Underhill learns that his lodger Sledge is the creator of the Humanoids and is on the run from them. Sledge explains that 60 years earlier he had discovered the force of "rhodomagnetics" on the planet Wing IV and that his discovery resulted in a war that destroyed his planet. In his grief, Sledge designed the humanoids to help humanity and be invulnerable to human exploitation. However, he eventually realized that they had instead taken control of humanity, in the name of their Prime Directive, to make humans happy.

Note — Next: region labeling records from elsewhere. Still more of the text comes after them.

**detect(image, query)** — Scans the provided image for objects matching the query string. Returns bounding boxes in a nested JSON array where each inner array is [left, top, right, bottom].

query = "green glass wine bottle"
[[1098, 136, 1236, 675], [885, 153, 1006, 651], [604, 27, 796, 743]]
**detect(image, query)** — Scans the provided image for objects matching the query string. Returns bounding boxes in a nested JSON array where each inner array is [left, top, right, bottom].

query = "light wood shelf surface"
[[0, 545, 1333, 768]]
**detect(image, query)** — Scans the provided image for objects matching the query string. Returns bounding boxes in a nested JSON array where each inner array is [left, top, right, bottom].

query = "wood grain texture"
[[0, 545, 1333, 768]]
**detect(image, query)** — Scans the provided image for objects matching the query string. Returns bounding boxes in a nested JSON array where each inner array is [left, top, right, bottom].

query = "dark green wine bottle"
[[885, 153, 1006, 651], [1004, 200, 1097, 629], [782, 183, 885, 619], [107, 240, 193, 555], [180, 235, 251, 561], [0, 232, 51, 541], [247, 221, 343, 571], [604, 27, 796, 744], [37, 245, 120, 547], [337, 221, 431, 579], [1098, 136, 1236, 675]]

The Humanoids are spreading out from Wing IV to every human occupied planet to implement their Prime Directive. Sledge and Underhill attempt to stop the humanoids by aiming a rhodomagnetic beam at Wing IV but fail. The humanoids take Sledge away for surgery. He returns with no memory of his prior life, stating that he is now happy under the humanoids' care. Underhill is driven home by the humanoids, sitting "with folded hands," as there is nothing left to do.